The second is, can we do anything to help? Well, yes – because as I’ve said above, we’re influencing anyway. Everything we say and do will likely influence the person we’re seeing and possibly their partner and family.
The first thing we can do is let the person we’re working with know that what they say and do influences the people around them. This might be a revelation to some! We can let them know that this communication is not deliberate, and neither is the interpretation by the partner. It’s part of being human and social.
The next thing we do is offer some information to the person and their partner. Preferably written or video – something that the person can share with their partner. This information should be about the nature of persistent pain (in particular), and that a person’s pain behaviour is unintentional. In other words, that what a person does is explicitly not intended to make the partner “feel bad for them” (ie garner sympathy – in fact, quite often it’s the opposite of what the person really wants!); that they’re not intentionally wanting to avoid doing something; and finally, that they’re not intending to “give in to the pain too easily”.
Another thing we can share with the person and their partner is that because pain is personal and internal, openly communicating about what’s going on is important. None of us are good at mind-reading! The responsibility for obtaining help has to be with the person living with pain, not the person who is observing. This might mean the person with pain needs to think about what they want their partner to do. Often it’s nothing – no fuss, no molly-coddling (been dying to use that word for a while!). But if the person does want something, it’s really good to be specific and clear: “I can’t lift this, can you give me a hand”. This doesn’t mean taking over, BTW!

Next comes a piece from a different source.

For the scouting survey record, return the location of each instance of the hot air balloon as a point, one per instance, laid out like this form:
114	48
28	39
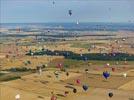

Where possible, I think it would be great to ask partners and family to be involved in rehabilitation. I wonder at insurers who don’t allow partners or family/whanau to be involved in rehabilitation. I think it’s detrimental – because increasingly, we know that the social context of daily life is such an important influence on disability. Asking partners to be part of rehabilitation might be a bit easier under “lockdown” conditions in many countries at the moment, but even without these conditions, perhaps recording selected parts of sessions, even having a meeting (virtual or face-to-face) might allow partners to be part of their loved one’s rehabilitation journey.
Burns, J. W., Gerhart, J., Post, K. M., Smith, D. A., Porter, L. S., Buvanendran, A., . . . Keefe, F. J. (2018). Spouse Criticism/Hostility Toward Partners With Chronic Pain: The Role of Spouse Attributions for Patient Control Over Pain Behaviors. J Pain, 19(11), 1308-1317. doi: 10.1016/j.jpain.2018.05.007
Burns, J. W., Higdon, L. J., Mullen, J. T., Lansky, D., & Wei, J. M. (1999). Relationships among patient hostility, anger expression, depression, and the working alliance in a work hardening program. Annals of Behavioral Medicine, 21(1), 77-82.